Sajid Javid has played down the need for the introduction of plan B Covid restrictions in England as parts of Europe reimpose measures in response to a surge in transmissions.

The health secretary suggested the government was sticking “firmly” with the existing plan A – concentrating on the rollout of booster jabs – but stressed that ministers remained “cautious, not complacent”.

As the booking system for boosters for 40-49 year-olds opens up on Monday, Mr Javid also hinted there could be further extension to younger adults if advised by the Joint Committee on Vaccination and Immunisation (JCVI). “If it makes sense to go further, we will,” he said.
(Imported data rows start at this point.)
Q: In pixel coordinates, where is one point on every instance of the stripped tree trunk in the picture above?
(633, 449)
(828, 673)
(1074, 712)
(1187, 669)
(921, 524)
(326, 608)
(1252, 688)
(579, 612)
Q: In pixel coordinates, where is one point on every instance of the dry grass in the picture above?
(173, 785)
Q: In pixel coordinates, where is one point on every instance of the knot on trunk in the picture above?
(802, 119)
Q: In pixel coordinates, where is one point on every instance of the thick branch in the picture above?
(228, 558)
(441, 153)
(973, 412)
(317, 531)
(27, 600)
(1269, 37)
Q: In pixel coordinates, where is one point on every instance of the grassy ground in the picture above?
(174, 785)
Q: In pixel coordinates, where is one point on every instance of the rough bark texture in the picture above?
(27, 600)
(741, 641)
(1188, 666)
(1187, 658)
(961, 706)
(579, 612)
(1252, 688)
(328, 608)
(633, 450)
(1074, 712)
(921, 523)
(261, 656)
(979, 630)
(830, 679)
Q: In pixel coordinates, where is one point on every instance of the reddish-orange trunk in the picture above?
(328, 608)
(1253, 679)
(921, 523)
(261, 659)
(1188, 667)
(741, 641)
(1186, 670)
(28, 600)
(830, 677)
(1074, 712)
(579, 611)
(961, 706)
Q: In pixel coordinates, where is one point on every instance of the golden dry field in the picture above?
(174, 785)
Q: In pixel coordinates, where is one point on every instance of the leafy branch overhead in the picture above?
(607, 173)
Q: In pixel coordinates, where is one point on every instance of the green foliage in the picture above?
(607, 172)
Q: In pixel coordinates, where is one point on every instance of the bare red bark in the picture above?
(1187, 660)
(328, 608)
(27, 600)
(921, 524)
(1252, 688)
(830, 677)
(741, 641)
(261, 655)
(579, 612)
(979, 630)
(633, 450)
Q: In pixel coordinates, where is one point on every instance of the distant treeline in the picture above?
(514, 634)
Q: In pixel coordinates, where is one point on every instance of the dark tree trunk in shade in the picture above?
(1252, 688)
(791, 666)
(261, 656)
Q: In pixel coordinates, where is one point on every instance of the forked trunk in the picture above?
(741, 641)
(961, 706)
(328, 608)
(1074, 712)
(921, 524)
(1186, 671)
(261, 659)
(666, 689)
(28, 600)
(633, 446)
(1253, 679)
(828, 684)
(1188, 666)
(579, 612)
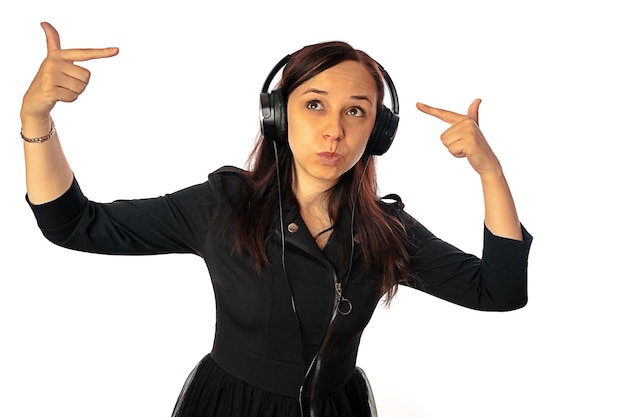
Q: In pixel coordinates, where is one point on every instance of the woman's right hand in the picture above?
(58, 78)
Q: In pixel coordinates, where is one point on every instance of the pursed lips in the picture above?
(329, 158)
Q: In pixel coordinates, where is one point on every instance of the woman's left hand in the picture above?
(464, 138)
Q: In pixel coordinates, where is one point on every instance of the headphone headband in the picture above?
(273, 113)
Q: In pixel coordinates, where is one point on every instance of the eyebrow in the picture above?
(322, 92)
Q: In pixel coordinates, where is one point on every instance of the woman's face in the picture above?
(330, 118)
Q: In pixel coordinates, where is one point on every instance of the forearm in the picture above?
(500, 213)
(48, 174)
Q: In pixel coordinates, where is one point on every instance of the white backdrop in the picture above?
(89, 335)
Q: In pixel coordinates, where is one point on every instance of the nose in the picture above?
(333, 127)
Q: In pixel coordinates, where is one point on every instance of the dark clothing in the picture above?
(262, 339)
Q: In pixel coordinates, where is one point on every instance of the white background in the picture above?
(90, 335)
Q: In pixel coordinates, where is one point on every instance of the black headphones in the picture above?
(273, 114)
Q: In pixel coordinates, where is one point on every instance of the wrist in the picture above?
(34, 127)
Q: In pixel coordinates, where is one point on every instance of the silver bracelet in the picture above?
(40, 139)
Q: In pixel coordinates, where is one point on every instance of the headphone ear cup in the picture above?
(384, 132)
(273, 111)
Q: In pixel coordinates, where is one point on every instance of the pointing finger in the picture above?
(53, 41)
(472, 112)
(445, 115)
(88, 53)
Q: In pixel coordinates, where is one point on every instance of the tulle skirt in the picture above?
(210, 391)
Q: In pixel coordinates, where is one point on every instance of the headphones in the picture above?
(273, 114)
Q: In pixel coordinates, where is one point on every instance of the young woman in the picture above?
(299, 247)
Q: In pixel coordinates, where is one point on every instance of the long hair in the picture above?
(382, 236)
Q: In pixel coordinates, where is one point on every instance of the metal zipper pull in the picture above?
(345, 306)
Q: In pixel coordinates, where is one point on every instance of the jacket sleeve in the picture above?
(173, 223)
(495, 282)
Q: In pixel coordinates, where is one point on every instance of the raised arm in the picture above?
(48, 174)
(464, 139)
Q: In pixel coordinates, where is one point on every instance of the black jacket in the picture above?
(261, 337)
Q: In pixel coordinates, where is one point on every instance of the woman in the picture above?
(299, 247)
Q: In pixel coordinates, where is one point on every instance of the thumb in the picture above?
(53, 41)
(472, 112)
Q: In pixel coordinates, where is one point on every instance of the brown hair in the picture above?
(381, 235)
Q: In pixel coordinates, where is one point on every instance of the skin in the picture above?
(48, 174)
(332, 113)
(330, 119)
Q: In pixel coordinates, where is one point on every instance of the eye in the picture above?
(356, 111)
(313, 105)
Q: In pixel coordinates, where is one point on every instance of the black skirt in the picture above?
(210, 391)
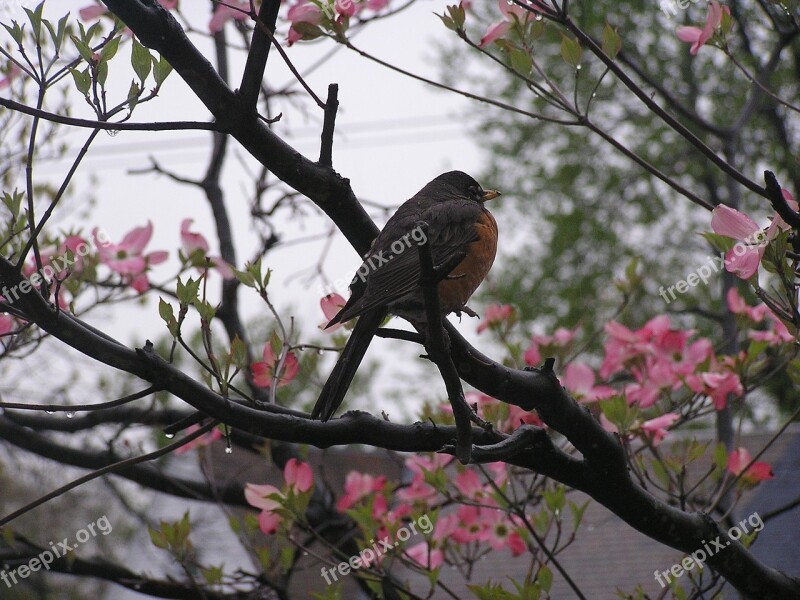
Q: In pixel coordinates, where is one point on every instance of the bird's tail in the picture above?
(345, 369)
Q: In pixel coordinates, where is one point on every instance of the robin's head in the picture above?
(459, 184)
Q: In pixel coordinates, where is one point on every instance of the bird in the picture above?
(460, 231)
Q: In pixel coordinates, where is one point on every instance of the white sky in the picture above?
(393, 135)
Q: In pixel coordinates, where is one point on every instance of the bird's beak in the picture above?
(490, 194)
Cases of Covid in the UK have been running at high levels since large swathes of restrictions were lifted in the summer, with the latest government figures showing over 40,000 new cases of the virus recorded on Sunday.

Pressed on Sky News whether the government should be “dusting off” its plan B measures, which include mandatory face coverings, working from home advice and domestic vaccine passports, the health secretary emphasised the importance of the booster programme.

He said: “We made a tough decision at the start of the summer – others countries didn’t follow our course – and we decided that of course we want to start opening up and if you’re going to do that it’s best to do it in the summer. Other countries in Europe didn’t do that.

“But in terms of any other potential measures, we’ve said all along that we’ve got Plan A, and that’s where we firmly are at the moment,” the cabinet minister stressed.

“If we needed to take further measures with Plan B then we would do so, but we’re not at that point.”

With some parts of mainland Europe experiencing a surge in infections – and the reintroduction of lockdown in Austria – Mr Javid added: “As we all look forward to Christmas, it’s very sad to see cases surging in certain parts of Europe.

“Now we’ve always known that this virus loves the winter, it likes the colder darker days that winter brings and we need to make sure we’re doing everything we can to protect ourselves against that.

“What’s made a real difference in the UK is our booster programme, our hugely successful booster programme.”

Sir Andrew Pollard, the head of the Oxford Vaccine Group, suggested it was “unlikely” Britain would see a sharp rise similar to parts of Europe in the coming months, telling the BBC’s The Andrew Marr Show: “We’ve actually had some spread going on since the summer.

“I think it’s unlikely we’re going to see the very sharp rise in the next few months that’s just been seen – we’re already ahead of that, with this particular virus, the Delta variant”.

His view was echoed by Professor John Edmunds, of the London School of Hygiene & Tropical Medicine and member of the Scientific Advisory Group for Emergencies (SAGE), who said over the weekend the UK was unlikely to be hit in the same way as Europe, because it “is in a slightly different position”.

“Frankly here in the UK, we’ve had high rates of infection for many months now so we’re in a slightly different position to Austria and Germany and so on,” he said. “I don’t think things will quite happen in the same way here as they have done there. But it is a warning to us.”

Mr Javid also insisted on Sunday there was “no plan” to increase travel restrictions and stressed that the UK would never look at mandatory vaccines for the general population – following protests against plans for similar measures in Austria.

“It is up to Austria, other countries, to decide what they need to do. We are fortunate that in this country, although we have vaccine hesitancy, it is a lot lower than we are seeing in other places,” Mr Javid said.

He added: “I just think on a practical level, taking a vaccine should be a positive choice. It should be something, if people are a bit reluctant, we should work with them and encourage them.”

“In terms of mandatory vaccines for the general population I don’t think that is something we would ever look at.”